The United Nations, at U.S. instigation, convened a conference on Iraq in Sweden last week. One objective was to cancel Iraq's $67 billion in foreign debt, most of it owed to other Arab countries. U.N. Secretary General Ban Ki-moon and Secretary of State Condoleezza Rice attended to encourage the Arabs to do so. They didn't.
The other U.S. setback is the so-far-unsuccessful attempt to conclude an agreement with the al-Maliki government that would provide legal cover for a continuing presence of troops and bases in Iraq. The Bush Administration is believed to be seeking a pact for some 50 long-term bases and continued control of Iraq's air space. It also wants immunity for troops, contractors, and private security guards. The U.S. legal authorization to be in Iraq comes from a U.N. resolution, but it expires at the end of 2008.
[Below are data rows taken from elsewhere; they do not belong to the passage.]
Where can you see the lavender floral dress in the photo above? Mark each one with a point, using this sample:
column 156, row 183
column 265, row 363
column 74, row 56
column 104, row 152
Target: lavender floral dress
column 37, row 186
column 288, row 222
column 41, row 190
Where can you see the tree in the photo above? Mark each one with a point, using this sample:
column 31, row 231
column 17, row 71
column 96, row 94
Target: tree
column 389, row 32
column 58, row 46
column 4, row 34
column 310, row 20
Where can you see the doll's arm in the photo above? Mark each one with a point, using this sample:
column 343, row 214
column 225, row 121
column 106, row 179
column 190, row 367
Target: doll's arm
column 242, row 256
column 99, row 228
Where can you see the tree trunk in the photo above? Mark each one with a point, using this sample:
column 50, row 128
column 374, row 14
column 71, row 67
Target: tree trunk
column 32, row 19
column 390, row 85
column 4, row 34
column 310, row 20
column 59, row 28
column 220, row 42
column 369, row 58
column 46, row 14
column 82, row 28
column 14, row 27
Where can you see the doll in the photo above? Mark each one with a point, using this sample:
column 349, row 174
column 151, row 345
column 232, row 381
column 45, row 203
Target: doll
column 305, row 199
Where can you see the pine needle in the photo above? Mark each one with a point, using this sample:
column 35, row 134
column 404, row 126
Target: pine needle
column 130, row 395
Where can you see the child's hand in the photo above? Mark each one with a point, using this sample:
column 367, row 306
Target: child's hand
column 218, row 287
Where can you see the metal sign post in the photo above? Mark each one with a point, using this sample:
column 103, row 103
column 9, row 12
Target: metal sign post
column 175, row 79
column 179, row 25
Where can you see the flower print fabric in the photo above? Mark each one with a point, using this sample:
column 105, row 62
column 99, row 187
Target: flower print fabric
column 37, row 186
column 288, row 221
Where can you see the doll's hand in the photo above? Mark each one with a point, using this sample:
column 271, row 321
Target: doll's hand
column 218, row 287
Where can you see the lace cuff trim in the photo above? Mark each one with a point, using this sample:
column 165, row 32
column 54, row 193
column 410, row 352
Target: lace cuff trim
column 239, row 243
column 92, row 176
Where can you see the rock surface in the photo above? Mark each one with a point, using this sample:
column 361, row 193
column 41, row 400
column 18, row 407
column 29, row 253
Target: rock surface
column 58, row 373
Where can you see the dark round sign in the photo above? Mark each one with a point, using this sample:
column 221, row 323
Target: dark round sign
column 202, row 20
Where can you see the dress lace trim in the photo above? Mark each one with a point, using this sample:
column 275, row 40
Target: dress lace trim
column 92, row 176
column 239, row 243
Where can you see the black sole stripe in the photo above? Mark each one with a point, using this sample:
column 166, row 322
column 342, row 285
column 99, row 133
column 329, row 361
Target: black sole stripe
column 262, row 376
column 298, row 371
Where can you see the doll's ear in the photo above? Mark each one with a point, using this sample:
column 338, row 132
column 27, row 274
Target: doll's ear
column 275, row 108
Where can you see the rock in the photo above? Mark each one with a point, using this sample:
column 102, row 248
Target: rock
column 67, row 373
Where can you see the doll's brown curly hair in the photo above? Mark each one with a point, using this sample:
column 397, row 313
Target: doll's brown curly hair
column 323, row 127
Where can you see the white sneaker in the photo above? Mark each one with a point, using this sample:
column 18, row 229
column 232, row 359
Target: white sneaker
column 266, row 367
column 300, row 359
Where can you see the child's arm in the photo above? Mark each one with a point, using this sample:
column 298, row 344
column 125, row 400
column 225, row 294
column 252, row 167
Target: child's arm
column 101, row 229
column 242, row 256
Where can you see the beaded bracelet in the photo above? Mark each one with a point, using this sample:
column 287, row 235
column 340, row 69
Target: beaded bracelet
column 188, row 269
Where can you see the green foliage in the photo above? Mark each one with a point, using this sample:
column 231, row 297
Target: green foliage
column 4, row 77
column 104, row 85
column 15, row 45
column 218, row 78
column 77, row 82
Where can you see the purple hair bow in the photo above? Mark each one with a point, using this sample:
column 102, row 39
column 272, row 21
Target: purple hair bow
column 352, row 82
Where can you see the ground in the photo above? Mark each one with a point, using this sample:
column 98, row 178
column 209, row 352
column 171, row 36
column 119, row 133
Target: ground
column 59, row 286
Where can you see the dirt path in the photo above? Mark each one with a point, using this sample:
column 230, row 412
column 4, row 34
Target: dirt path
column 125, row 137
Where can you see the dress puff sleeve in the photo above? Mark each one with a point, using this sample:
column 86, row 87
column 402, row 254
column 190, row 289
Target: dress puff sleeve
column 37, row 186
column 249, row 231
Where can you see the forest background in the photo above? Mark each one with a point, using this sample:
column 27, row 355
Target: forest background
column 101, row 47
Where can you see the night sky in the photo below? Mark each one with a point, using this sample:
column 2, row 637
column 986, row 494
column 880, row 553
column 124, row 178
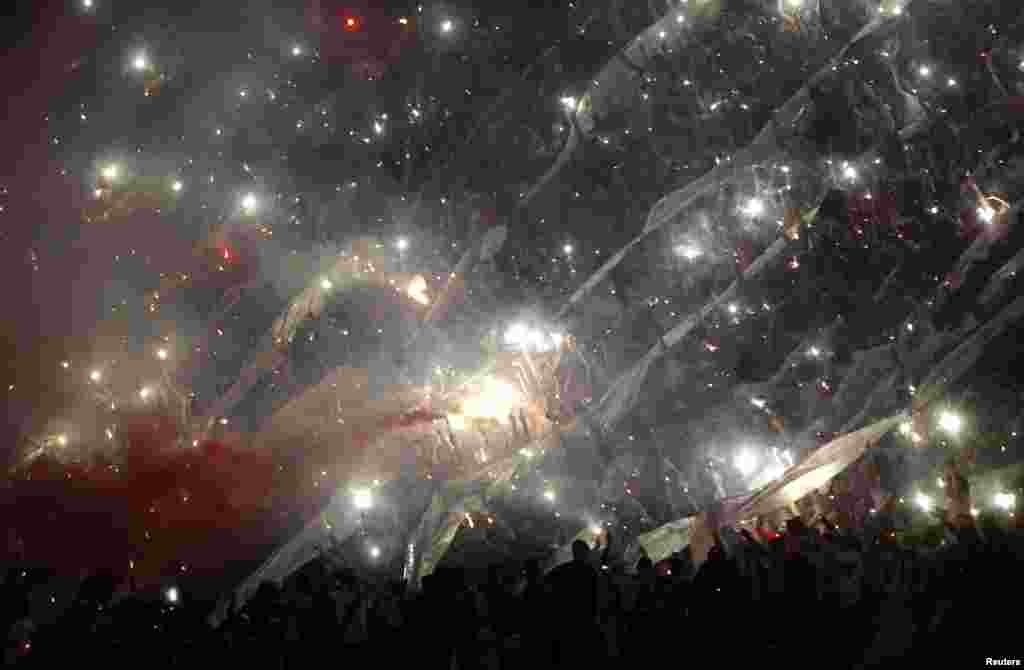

The Iraqis are dragging their feet on the accord, waiting to see who will head the U.S. government after the November elections. Recently in Baghdad, thousands of demonstrators loyal to Shiite cleric Moqtada al-Sadr protested the efforts toward an agreement, shouting, "No America! No Israel!"
The message of these developments seems clear - another reminder that it's time for the United States to leave Iraq, notwithstanding the views of President Bush and Republican presidential candidate John McCain to the contrary.